Back to Smile

SMILE — Distance and Metric Functions

base/DISTANCES.md

6.1.011.7 KB
Original Source

SMILE — Distance and Metric Functions

The smile.math.distance package provides a rich collection of distance and metric functions used throughout SMILE for nearest-neighbor search, clustering, classification, and other machine-learning algorithms.

Core Abstractions

Distance<T>

The root interface for all distance functions.

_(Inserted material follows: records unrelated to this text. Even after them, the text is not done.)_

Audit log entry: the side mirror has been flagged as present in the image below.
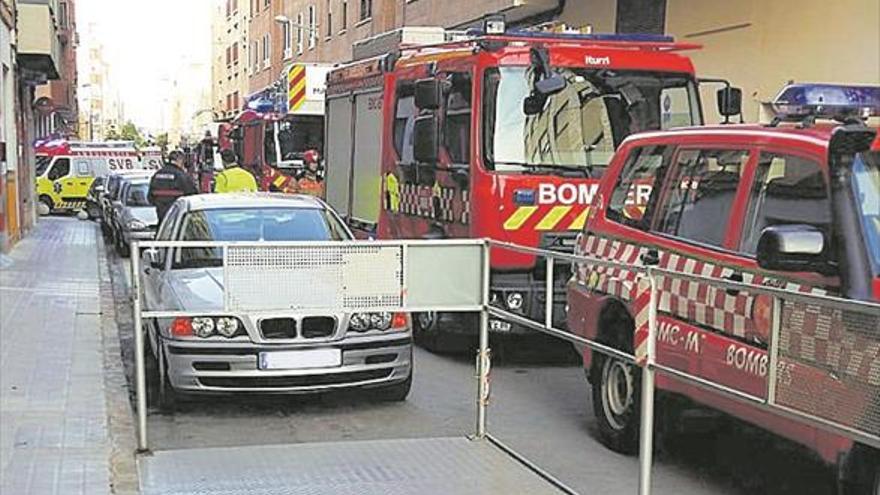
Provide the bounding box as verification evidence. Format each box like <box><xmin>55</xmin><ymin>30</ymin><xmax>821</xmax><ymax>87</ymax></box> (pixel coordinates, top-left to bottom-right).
<box><xmin>756</xmin><ymin>224</ymin><xmax>826</xmax><ymax>273</ymax></box>
<box><xmin>535</xmin><ymin>75</ymin><xmax>566</xmax><ymax>96</ymax></box>
<box><xmin>717</xmin><ymin>87</ymin><xmax>743</xmax><ymax>118</ymax></box>
<box><xmin>143</xmin><ymin>248</ymin><xmax>163</xmax><ymax>269</ymax></box>
<box><xmin>413</xmin><ymin>114</ymin><xmax>440</xmax><ymax>164</ymax></box>
<box><xmin>415</xmin><ymin>78</ymin><xmax>442</xmax><ymax>110</ymax></box>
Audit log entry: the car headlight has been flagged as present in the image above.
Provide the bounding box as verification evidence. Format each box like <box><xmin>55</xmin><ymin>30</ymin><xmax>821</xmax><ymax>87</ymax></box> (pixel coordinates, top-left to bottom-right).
<box><xmin>215</xmin><ymin>317</ymin><xmax>240</xmax><ymax>337</ymax></box>
<box><xmin>506</xmin><ymin>292</ymin><xmax>524</xmax><ymax>311</ymax></box>
<box><xmin>128</xmin><ymin>219</ymin><xmax>147</xmax><ymax>230</ymax></box>
<box><xmin>370</xmin><ymin>312</ymin><xmax>393</xmax><ymax>331</ymax></box>
<box><xmin>348</xmin><ymin>313</ymin><xmax>371</xmax><ymax>332</ymax></box>
<box><xmin>191</xmin><ymin>317</ymin><xmax>215</xmax><ymax>338</ymax></box>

A distance maps every pair of objects to a non-negative real number and satisfies:

PropertyRequirement
Non-negativityd(x, y) ≥ 0
Isolationd(x, y) = 0 iff x = y
Symmetryd(x, y) = d(y, x)

Distance<T> extends ToDoubleBiFunction<T,T> and Serializable, so any instance can be used directly with Java Streams.

java
Distance<double[]> dist = new EuclideanDistance();
double d = dist.d(x, y);
// Also works as a BiFunction:
double d2 = dist.applyAsDouble(x, y);

The interface also provides a pdist(T[] x) default method that computes the full lower-triangular pairwise distance matrix in parallel:

java
double[][] data = { {0, 0}, {3, 0}, {0, 4} };
EuclideanDistance dist = new EuclideanDistance();
Matrix D = dist.pdist(data);
// D.get(1, 0) == 3.0, D.get(2, 0) == 4.0, D.get(2, 1) == 5.0

Metric<T>

A Metric is a Distance that additionally satisfies the triangle inequality: d(x, z) ≤ d(x, y) + d(y, z). All standard Lp-norms are metrics.

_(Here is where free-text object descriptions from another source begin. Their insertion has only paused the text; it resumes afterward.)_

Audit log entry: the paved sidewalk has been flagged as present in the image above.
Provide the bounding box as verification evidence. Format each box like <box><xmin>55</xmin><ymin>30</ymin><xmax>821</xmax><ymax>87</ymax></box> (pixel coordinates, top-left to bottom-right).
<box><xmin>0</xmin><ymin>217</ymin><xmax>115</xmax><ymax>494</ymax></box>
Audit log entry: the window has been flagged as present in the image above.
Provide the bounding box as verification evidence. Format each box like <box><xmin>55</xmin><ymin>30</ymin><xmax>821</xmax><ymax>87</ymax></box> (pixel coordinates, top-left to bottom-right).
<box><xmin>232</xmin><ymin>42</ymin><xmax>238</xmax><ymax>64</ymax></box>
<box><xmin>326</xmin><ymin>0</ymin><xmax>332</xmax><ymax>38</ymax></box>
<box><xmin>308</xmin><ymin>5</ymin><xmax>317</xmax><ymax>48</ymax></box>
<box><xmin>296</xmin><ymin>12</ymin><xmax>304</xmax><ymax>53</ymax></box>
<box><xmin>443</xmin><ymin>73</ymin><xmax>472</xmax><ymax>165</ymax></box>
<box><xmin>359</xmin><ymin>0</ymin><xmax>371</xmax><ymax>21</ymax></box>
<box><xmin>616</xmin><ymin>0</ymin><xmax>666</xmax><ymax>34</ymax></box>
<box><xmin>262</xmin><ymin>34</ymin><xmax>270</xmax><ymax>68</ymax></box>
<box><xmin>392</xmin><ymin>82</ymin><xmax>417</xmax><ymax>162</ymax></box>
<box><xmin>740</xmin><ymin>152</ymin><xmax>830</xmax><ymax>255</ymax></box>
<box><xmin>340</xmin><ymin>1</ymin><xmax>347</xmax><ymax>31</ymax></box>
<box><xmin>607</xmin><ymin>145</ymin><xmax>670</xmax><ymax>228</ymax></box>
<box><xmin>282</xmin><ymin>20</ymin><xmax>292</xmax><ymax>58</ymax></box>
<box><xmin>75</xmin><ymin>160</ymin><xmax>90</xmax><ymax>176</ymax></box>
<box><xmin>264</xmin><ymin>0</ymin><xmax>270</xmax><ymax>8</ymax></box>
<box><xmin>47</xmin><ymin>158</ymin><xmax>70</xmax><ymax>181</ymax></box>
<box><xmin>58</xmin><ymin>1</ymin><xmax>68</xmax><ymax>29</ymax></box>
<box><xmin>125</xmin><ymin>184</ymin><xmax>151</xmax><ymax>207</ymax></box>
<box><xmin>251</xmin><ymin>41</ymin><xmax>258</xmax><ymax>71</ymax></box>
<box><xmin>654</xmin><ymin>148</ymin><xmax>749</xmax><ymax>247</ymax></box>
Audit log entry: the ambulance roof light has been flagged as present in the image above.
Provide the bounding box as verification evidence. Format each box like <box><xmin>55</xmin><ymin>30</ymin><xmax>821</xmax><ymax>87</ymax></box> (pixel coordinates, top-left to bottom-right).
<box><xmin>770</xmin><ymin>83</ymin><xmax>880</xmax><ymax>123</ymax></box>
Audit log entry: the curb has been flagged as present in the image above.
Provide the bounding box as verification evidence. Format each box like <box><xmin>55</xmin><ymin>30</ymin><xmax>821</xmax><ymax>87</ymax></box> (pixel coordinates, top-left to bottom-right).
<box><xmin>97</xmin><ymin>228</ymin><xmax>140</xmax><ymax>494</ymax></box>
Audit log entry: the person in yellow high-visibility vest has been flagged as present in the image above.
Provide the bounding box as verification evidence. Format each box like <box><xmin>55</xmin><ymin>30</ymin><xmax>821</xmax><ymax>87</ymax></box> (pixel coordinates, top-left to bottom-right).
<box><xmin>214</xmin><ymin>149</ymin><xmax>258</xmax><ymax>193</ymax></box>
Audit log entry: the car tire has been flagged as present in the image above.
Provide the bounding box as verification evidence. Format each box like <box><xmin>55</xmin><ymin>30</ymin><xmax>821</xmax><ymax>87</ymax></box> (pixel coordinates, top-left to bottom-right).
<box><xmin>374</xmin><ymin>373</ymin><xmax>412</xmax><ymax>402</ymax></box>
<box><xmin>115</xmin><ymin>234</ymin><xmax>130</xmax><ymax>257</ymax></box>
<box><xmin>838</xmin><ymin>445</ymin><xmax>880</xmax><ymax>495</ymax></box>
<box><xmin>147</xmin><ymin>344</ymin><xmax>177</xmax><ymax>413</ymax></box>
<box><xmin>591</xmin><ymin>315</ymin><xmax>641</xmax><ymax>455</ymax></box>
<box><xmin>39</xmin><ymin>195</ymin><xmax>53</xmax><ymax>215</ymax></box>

Dense Vector Distances (double[])

Euclidean Distance

The straight-line distance, also known as the L₂ norm.

d(x, y) = sqrt( Σᵢ (xᵢ - yᵢ)² )
FeatureDetail
ClassEuclideanDistance
ImplementsMetric<double[]>
WeightedYes — pass a double[] weight to the constructor
NaN handlingNaN values are excluded; result is scaled by n/m
SparseSparseEuclideanDistance for SparseArray inputs
java
// Unweighted
EuclideanDistance dist = new EuclideanDistance();
double d = dist.d(new double[]{1, 2, 3}, new double[]{4, 3, 2});
// d ≈ 3.742

// Weighted
double[] w = {2.0, 1.0, 0.5};
EuclideanDistance wDist = new EuclideanDistance(w);

// Sparse
SparseEuclideanDistance sparseDist = new SparseEuclideanDistance();
double sd = sparseDist.d(sparseX, sparseY);

Manhattan Distance

The sum of absolute differences, also known as the L₁ norm or city-block distance.

d(x, y) = Σᵢ |xᵢ - yᵢ|
FeatureDetail
ClassManhattanDistance
ImplementsMetric<double[]>
WeightedYes
NaN handlingNaN values excluded; result scaled by n/m
SparseSparseManhattanDistance
java
ManhattanDistance dist = new ManhattanDistance();
double d = dist.d(new double[]{1, 2, 3}, new double[]{4, 3, 2});
// d = |1-4| + |2-3| + |3-2| = 5

// Integer array shortcut (no NaN handling):
int[] x = {1, 2, 3, 4};
int[] y = {4, 3, 2, 1};
double di = new ManhattanDistance().d(x, y); // 8

Chebyshev Distance

The maximum absolute difference over all dimensions, also known as the L∞ norm or chessboard distance.

d(x, y) = maxᵢ |xᵢ - yᵢ|
FeatureDetail
ClassChebyshevDistance
ImplementsMetric<double[]>
NaN handlingNaN values excluded
SparseSparseChebyshevDistance
java
ChebyshevDistance dist = new ChebyshevDistance();
double d = dist.d(new double[]{1, 5, 3}, new double[]{4, 2, 1});
// d = max(|1-4|, |5-2|, |3-1|) = 3

Minkowski Distance

The general Lp norm, parameterized by order p.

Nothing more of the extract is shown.